By Mina Martin
In its Federal Budget submission last week, Australian property technology company PEXA has outlined five steps to address the nation’s growing housing affordability crisis.
PEXA’s recommendations included accelerating the development of a national affordable housing register, enhancing access to national property data, establishing a robust national digital identity framework, ensuring equal access to e-conveyancing, and providing cybersecurity training for small businesses in high-risk sectors.
PEXA Group CEO Glenn King (pictured above) stressed the urgency of addressing the housing shortage.
“Housing has become a critical issue nationwide, with availability, affordability, and suitability of housing all demonstrably worsening since 2020 for a range of complex long-term reasons,” King said.

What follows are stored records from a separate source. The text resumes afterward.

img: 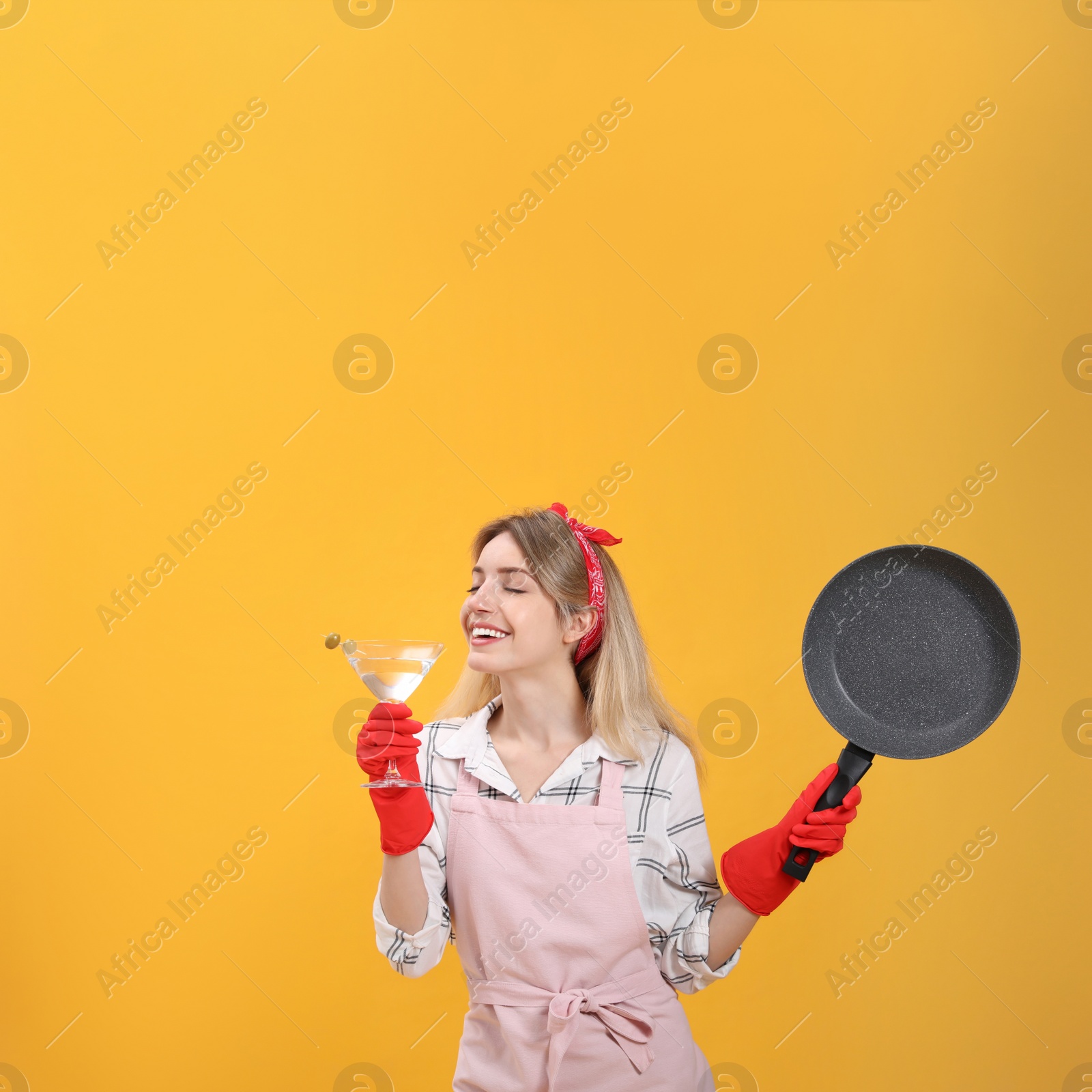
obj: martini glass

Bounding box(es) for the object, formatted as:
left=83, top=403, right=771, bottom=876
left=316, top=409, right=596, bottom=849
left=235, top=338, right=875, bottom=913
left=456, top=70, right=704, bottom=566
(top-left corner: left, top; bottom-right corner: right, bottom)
left=326, top=633, right=444, bottom=790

“Access to affordable, suitable housing is now the single most urgent social and economic policy problem for Australians. At a national level, the housing shortage has significant negative impacts on economic mobility, participation, equity and productivity.”
He asserted that the proposed measures could commence immediately at a low cost to the government, offering tangible benefits such as enhancing the availability of affordable housing provided by the private sector, improving the effectiveness, timeliness, and efficacy of Australian housing policy, and promoting equitable access to digital transaction technologies in Australia’s property markets.
One notable proposal is the development of a national affordable housing register, championed by the not-for-profit private sector group Housing All Australians (HAA).
PEXA’s collaboration with HAA involves building the Progressive Residential Affordability Development Solution (PRADS) Register, designed to enhance private-sector investment in affordable housing. The register aims to centralise affordable housing obligations, enabling effective monitoring and compliance oversight. This would ensure that homes committed to vulnerable Australians are delivered punctually, and the affordable below-market rates are upheld throughout the agreement’s duration.
Government funding from the Commonwealth would facilitate the finalisation of the PRADS Register, ensuring it becomes a national, fully operational, and self-sufficient system within four years.
Read more about the PRADS model and register here.
PEXA also recommends unlocking and harmonising access to property-related data nationally, offering policymakers a real-time “Census of Housing” for evidence-based policy. The establishment of a national digital identity system, equal access to e-conveyancing, and enhanced cybersecurity training for small businesses complete PEXA’s set of proposals.